Era um homem de meia idade, todo vestido de branco, até o sapato tinha a mesma cor, chegou no box do queijo e pediu: “Um queijo de coalho sem sal, velho e curtido!”.
O vendedor e imagino que dono do estabelecimento comercial, respondeu sem mais delongas: “Só tenho queijo novo!”. Mas, ficou resmungando dois ou três minutos: “Cada qual com sua mania!”. Ora, comprasse o produto ainda novo, levasse pra casa e deixasse ao sol, assim curtiria o queijo e comeria a seu gosto, complementou, na ranzinzice de seu gênio.
Sucede, porém, que não fui ao mercado das Sete Portas para chafurdar a vida alheia, tinha ido – isso sim! – comprar a cabidela do almoço e trouxe pra casa um frango grande, pesado e com aparência de macio, que alimentou a família inteira. Pedi uma galinha caipira, mas não tinha. Tinha uma matriz, enorme e dura. Não presta, imaginei!

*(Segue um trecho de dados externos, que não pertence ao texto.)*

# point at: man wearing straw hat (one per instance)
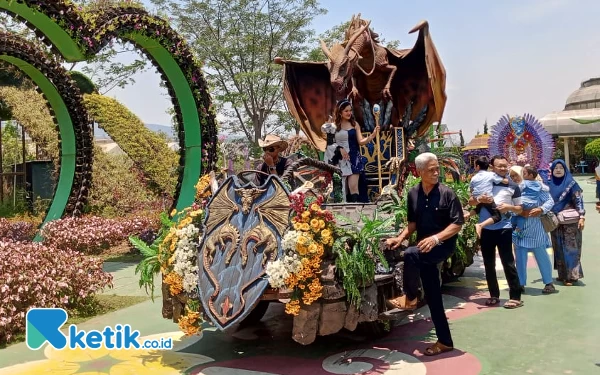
(272, 145)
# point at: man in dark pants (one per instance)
(499, 235)
(436, 214)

Aprecio o ambiente do mercado das Sete Portas e vez ou outra tomava por lá um café da manhã reforçado, a titulo de desjejum, no qual vem a macaxeira cozida, fumaçando ainda e a carne de boi cozida. Pode-se escolher, à vontade do freguês, o jabá ou a carne de sol, o cuscuz ou o cará.
Sentado à mesa compreendo um pouco do tudo que se passa por ali. O papel do vagabundo que se levanta logo cedo do banco da praça, lava a boca na torneira de uso comum, toma os primeiros goles d’água e vai degustar a lapada dos começos de mais um dia, a aguardente pura, da qual tira a parte do santo, como se santo bebesse. No banco do balcão do restaurante, tosco e rude, conta o que pôde amealhar no ontem dos tempos e pede um café, também, até onde pode com as suas economias de um cotidiano ameaçado. Volta à praça e vai preencher com o nada das coisas a sua manhã e a sua tarde, prá novamente deitar-se no banco de madeira dura.
Alguns conhecidos e muitos desconhecidos fazem a feira das verduras e das frutas, o sábado tem essa cara, a da beterraba e a da cenoura, a do chuchu e a do maxixe, a do jerimum e a do quiabo.
O feijão verde debulhado na hora serve de complemento à carne de sertão, a manga adorna o prato e faz a festa, o suco e o degustar solene da polpa que mancha de amarelo a boca do penitente e deixa tingidas as mãos e as unhas. Para terminar tudo, só um doce de banana em barra, desses crocantes, bem açucarados; doce de banana em barra com farinha do pote, branquinha, branquinha.
Tudo isso me agrada, porque desde cedo ia à feira das Sete Portas com a minha mãe, voltando com o homem do balaio, com o cognome de “Bico Fino”, apelido que meu pai deu pelo semblante inocente e engraçado da criatura.
Andava barraca por barraca vendo de um tudo e parava naquela dos carrinhos de madeira, apreciando o artesanato que tanto me encantava.
Dessa vez levo filha minha que da Espanha chegou e pra lá há de voltar, Luciana de prenome. Estuda as marcas no corpo, de cá e de além mar, tatuagens e outros sinais perpetuados na pele. Ocupou-se em tirar fotografias dos boxes apinhados de apetrechos, os domésticos e aqueles pessoais, da individualidade da criatura ou da intimidade do ser humano.
No mercado de tudo se encontra um pouco, a verdura e a fruta, a carne verde, como se dizia outrora e a carne de sol, curtida feito o queijo dos desejos daquele homem, o peixe fresco e o camarão das águas quentes do Atlântico.
Melhor o miúdo, o sarapatel de encomenda ou a dobradinha exposta no balcão.
E assim, flanando, o sábado se esvai, ameaça com o domingo e a segunda-feira amanhece.
O Natal chega e as elites se confraternizam, comem e bebem, dão gargalhadas enormes, enquanto os excluídos sociais choram a dor do vazio de todos os estômagos. E o Cristo, que é Deus, não nasceu numa manjedoura? Por que os pobres não participam do grande banquete da noite sagrada?
Porque o homem desprezou o semelhante e dividiu em castas a sociedade!
Há os incluídos, os ainda incluídos e esses, os excluídos de tudo!